Confirm the active backend set

export SOUC_BIN="$(pwd)/bin/souc"
"$SOUC_BIN" info

# Self-hosted GPU artifact templates
kretikos emit-ptx vec_add     -o /tmp/kretikos_vec_add.ptx
kretikos emit-ptx vec_sub     -o /tmp/kretikos_vec_sub.ptx
kretikos emit-ptx vec_mul     -o /tmp/kretikos_vec_mul.ptx
kretikos emit-ptx vec_div     -o /tmp/kretikos_vec_div.ptx
kretikos emit-ptx vec_add_f64 -o /tmp/kretikos_vec_add_f64.ptx
kretikos emit-ptx fma         -o /tmp/kretikos_fma.ptx
kretikos emit-ptx fma_f64     -o /tmp/kretikos_fma_f64.ptx
kretikos emit-ptx store_u32_const -o /tmp/kretikos_store_u32.ptx
kretikos emit-metal vec_add          -o /tmp/kretikos_vec_add.metal
kretikos emit-metal ossm_oct_step    -o /tmp/kretikos_ossm.metal
kretikos emit-metal sedenion_cd_step -o /tmp/kretikos_sedenion.metal
kretikos emit-cubin vec_add_f32 -o /tmp/kretikos_vec_add.cubin
kretikos bundle -o /tmp/kretikos-bundle
kretikos bundle -o /tmp/kretikos-validated-bundle --validate-toolchain --validate-runtime

# GPU artifact (broader pattern support)
export SOUC_GPU_BIN="$(pwd)/artifacts/omega/souc-bin/souc-linux-x86_64-gpu"
"$SOUC_GPU_BIN" info
"$SOUC_GPU_BIN" build examples/kernel_vec_add.sio --backend gpu -o /tmp/kernel_vec_add.ptx

export SOUNIO_NATIVE_V2_CONTRACT_PATH=/tmp/native_backend_v2_contract.v1.json
"$SOUC_BIN" run self-hosted/compiler/main.sio -- --self-test

The canonical gate-backed artifact is artifacts/omega/native_backend_v2_contract.v1.json.

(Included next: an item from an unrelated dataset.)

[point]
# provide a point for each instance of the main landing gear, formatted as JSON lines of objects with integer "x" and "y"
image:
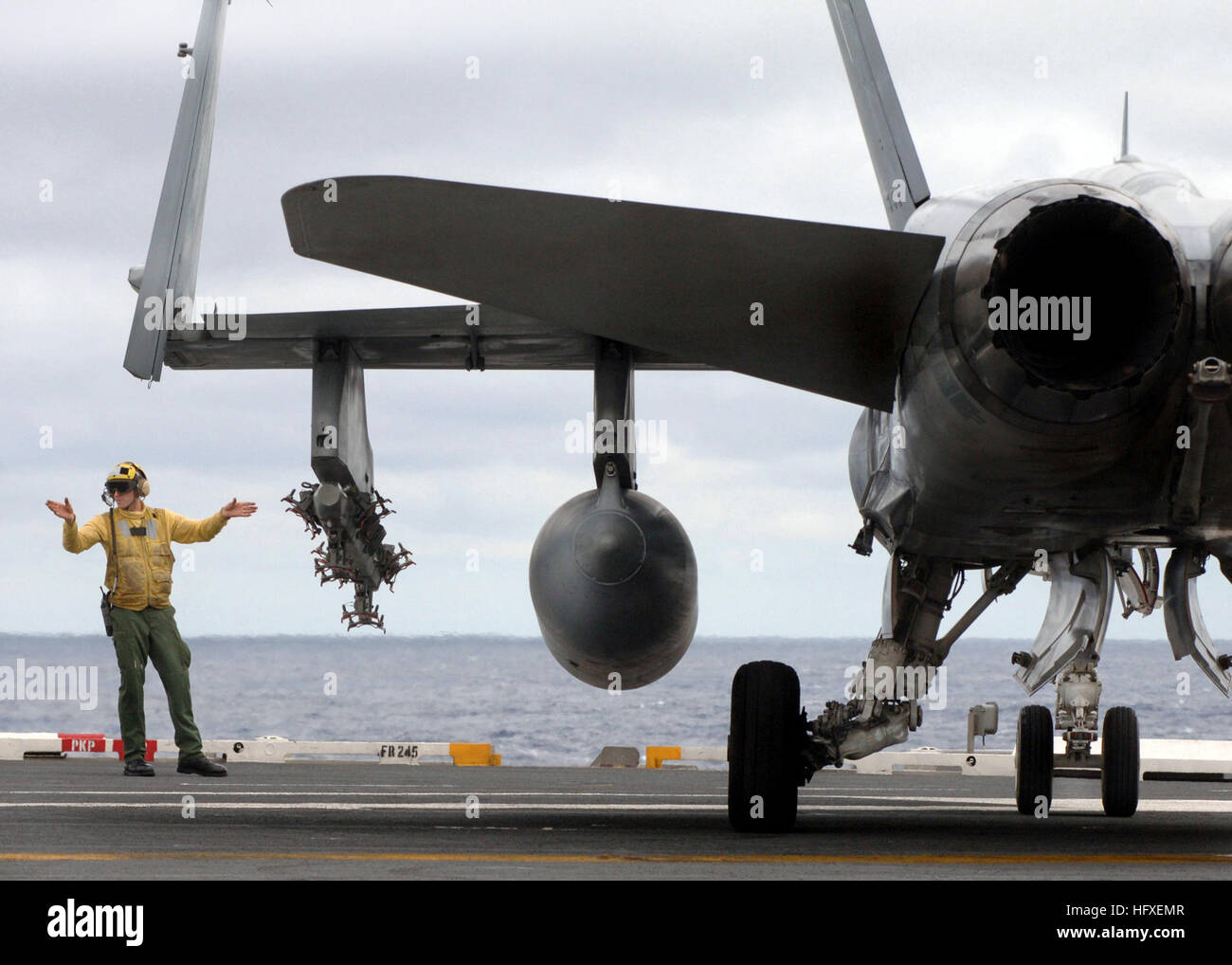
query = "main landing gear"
{"x": 774, "y": 748}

How to write codegen docs that do not go stale

Describe the backend directories when discussing implementation architecture.
Describe the checked JIT artifact when discussing the default user experience.
Describe the checked GPU artifact when discussing public GPU codegen.
Only describe backend execution paths that you have validated with the exact artifact and command you are documenting.